Alpha (fine-weather photo at top right) is a 1959 Chang Jiang motorbike and sidecar which had been meticulously restored by Gerald, not as a museum piece (although it is well worthy of display as one), but as his everyday ride-to-work vehicle. Flat army green in colour, the bike represents one of the very first made-in-China sidecar outfits built after the production line had been moved from Russia in a 1957 Technology Exchange. In fact, Alpha has several Russian parts left over from the train-loads of parts that had been shipped as part of that exchange. The tank badges on Alpha are genuine Russian "IMZ" badges, for example.

I hopped into the sidecar, Gerald mounted the bike and Clay perched himself on the pillion. Alpha started with the first kick, as any well-prepared motorbike ought to. We paid the Shroff and accelerated out onto the Airport Motorway.

Now I was well rugged up clothing wise, but had no helmet, only a white cotton cricket hat. It was -2ºC (US = 28.4ºF) in Beijing and I saw Alpha's speedo sitting on 80 km/h (US = 50 mph) so the wind chill factor made it seem very much colder: -13ºC (US = 9ºF). The trouble was, I didn't want to miss any of the sights, so I alternately held the sidecar's canvas tonneau cover over my face, and then kept peeping above it to enjoy the scenery. I kept also scrutineering every part of the bike as we sped along; I had ridden this model bike before, but this was my first experience riding in a CJ sidecar. What a freezing introduction! But soon we would be at the warm hotel I had booked through Zuji Travel - a really great and easy to use online booking system that finds incredibly cheap flights and hotels. CLICK HERE for Zuji Travel
We shall post more on this ride later . . .

My 2008 1962 Model Sidecar


This week (January 2008) I rode my current sidecar machine:
Designed in Germany in 1938 as the BMW R71, this example was assembled in China in 1962 for the People's Liberation Army.

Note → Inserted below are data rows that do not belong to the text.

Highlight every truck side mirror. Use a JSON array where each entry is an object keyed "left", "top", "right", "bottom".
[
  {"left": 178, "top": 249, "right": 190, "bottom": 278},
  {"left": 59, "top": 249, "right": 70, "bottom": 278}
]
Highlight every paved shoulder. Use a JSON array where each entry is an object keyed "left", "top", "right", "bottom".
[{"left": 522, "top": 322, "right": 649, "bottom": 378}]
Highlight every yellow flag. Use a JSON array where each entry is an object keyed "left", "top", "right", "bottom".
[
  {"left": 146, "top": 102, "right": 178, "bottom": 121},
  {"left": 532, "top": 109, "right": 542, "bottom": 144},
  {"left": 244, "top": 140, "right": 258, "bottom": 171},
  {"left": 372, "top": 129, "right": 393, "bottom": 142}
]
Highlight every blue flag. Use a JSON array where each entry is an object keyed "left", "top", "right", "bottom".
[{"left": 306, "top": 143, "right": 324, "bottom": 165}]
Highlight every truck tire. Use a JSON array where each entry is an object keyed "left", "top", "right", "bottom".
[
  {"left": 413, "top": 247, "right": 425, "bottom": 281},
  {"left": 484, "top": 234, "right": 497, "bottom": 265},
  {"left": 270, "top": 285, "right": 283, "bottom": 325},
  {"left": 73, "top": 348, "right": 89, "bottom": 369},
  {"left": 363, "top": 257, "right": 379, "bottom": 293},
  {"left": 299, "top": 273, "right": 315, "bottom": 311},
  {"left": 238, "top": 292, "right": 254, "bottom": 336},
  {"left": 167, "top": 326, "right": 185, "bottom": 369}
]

It was re-built in 2004 from brand new parts and shipped to Australia in 2005.
For such an old-timer, this motorcycle is surprisingly reliable, but she likes a lot of tender loving care to keep her running sweetly.
My two girls love to ride along with Dad on "the outfit." In the picture at right, we are just about to pull away from New Farm Park near the Brisbane River. I must tell you soon how I came to own this unusual historical vehicle.

The Sidecar That Started it All

I suppose I was three, or maybe four, when my Grandpa bought a cabinet for the office of his business. The cabinet was delivered by a vehicle which opened my little eyes very wide: it was a motorbike with a cargo sidecar. I badly wanted my Dad to get one! ... He didn't.
The motorbike was a Harley, probably a late thirties model, fitted with a Dusting sidecar chassis upon which was bolted a large wooden box about 2.5 metres (nearly 8 feet) long, about 60 cm (2 feet) wide, and about 45 cm (18 inches) high. The tailgate was lowered on its hinge to form a ramp, and the delivery man used a trolley to unload Grandpa's new cabinet. While they worked at placing it in the office, I inspected the bike. It smelt attractive. The smell of hot oil. The heady whiff of petrol vapour escaping from the tank cap. The rubbery smell of the tyres. Oh, would this little boy love a machine like this!
I touched the sidecar's wooden bodywork and observed as it swang up and down on its leaf springs - just like you would see them do as they travelled along the roads. In Geelong, in those immediate post-War days, many deliveries were made by cargo sidecar. They were cheap to run, and with the tailgate being only 20 cm (about 8 inches) above road level, one man could make deliveries that would require an assistant if a truck were to be used. They really were a sensible delivery vehicle for their day.
But to this little boy at that time, above all else, this was a very exciting machine!